Law 15 - The Throw In 8/17/2023

RE: Professional

Kim Brunhuber of soccer city , Canada asks...

Kim Brunhuber
Hi, how are you?

A debate has arisen about whether it’s legal to face one direction in a throw-in, but throw in another direction ostensibly a no-look pass to an eligible teammate.

I’ve consulted the laws of the game and there’s no direct stipulation that a player throw it in the direction in which they’re facing. However referees at the amateur level always whistle for a foul throw if it’s done, and I’ve never seen it done in the professional game.

Answer provided by Referee Joe McHugh

Hi Kim
Thanks for the question
The throw in is a simple construct to restart the game at the touchline.
As you know Law 15 sets out the three requirements for a legal throw
# stand facing the field of play
# have part of each foot on the touchline or on the ground outside the touchline
# throw the ball with both hands from behind and over the head from the point where it left the field of play.

Now if a player is facing one way and throws the ball in the opposite direction it is very difficult to throw the ball from behind and over the head unless they adjust their upper torso. To not move the torso to face the throw in direction the arms have to get somewhat in front of the head to achieve that which is not legal.
Now there is nothing wrong with feinting to go with a throw in one direction and then at the last moment go in the opposite direction yet any time I see this the thrower has adjusted their body torso direction fully in the direction of the throw. It makes no difference the direction of the feet. There is no contortion of the arms with one arm is in front of the head which makes little sense.

Also the requirement to face the field of play can be met by throwing down the line in either direction not just at right angles to the touchline.

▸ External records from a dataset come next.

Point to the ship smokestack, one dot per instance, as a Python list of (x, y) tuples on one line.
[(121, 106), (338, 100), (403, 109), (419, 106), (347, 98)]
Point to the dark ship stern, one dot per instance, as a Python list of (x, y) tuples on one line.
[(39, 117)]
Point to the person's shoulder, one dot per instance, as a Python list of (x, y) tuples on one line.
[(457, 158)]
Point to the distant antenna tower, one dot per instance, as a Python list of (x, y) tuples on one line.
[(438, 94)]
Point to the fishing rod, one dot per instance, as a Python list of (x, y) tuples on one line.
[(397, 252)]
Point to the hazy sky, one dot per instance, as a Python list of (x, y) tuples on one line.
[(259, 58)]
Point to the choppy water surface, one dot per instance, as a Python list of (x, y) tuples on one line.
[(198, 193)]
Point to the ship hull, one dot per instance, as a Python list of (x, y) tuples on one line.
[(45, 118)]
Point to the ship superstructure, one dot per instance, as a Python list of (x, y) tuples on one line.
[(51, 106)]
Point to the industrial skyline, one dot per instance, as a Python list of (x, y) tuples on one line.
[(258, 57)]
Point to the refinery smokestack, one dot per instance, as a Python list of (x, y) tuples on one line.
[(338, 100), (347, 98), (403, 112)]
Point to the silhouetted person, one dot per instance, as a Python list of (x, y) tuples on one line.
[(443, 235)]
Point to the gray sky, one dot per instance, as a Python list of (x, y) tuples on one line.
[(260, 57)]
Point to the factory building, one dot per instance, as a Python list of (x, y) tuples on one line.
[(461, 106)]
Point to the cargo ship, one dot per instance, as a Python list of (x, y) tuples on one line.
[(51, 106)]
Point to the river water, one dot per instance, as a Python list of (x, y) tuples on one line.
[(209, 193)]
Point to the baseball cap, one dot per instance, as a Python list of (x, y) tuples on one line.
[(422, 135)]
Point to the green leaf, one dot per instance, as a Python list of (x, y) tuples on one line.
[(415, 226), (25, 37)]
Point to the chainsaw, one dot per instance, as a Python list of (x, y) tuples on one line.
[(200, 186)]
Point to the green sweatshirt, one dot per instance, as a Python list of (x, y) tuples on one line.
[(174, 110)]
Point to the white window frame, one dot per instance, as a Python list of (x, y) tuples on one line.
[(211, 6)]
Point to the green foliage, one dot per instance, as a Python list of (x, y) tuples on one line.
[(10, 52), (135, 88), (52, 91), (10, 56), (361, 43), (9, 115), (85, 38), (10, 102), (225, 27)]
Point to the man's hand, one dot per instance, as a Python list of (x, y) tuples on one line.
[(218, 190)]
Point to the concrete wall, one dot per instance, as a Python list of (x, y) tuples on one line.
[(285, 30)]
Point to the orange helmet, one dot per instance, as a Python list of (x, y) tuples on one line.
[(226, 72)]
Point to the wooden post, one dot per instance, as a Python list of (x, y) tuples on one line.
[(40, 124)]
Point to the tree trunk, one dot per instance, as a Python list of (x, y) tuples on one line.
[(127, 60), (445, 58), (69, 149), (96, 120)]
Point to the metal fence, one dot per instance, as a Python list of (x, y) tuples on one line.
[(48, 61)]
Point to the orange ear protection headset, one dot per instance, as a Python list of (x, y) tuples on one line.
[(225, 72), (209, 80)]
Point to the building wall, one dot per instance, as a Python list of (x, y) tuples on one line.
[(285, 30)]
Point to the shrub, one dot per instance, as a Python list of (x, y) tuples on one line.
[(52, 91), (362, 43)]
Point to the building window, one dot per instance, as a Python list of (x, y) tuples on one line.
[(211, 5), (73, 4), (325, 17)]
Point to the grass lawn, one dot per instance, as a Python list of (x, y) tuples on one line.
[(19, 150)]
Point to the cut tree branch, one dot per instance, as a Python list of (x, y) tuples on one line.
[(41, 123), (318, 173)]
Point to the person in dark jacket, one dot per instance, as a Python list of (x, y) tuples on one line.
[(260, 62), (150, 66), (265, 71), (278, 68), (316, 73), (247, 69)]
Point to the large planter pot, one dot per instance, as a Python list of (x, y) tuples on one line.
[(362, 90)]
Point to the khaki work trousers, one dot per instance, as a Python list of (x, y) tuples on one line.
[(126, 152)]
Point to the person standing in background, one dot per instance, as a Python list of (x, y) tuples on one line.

For what its worth the majority of incorrectly taken throw ins I see are for
# Taken from the wrong location.
# A foot fully over the touchline.
# A raised foot at the moment of the throw including running while taking a throw in
# allowing the ball to be thrown from in front of the head rather than from behind and over the head.
# The spike throw.
I rarely see what you describe other than a feint one way yet throwing the other way with no adjustment of the feet which is perfectly legal. I never see facing one way and throwing the other way which is very difficult to do and no doubt if its looks contorted will result in a foul throw.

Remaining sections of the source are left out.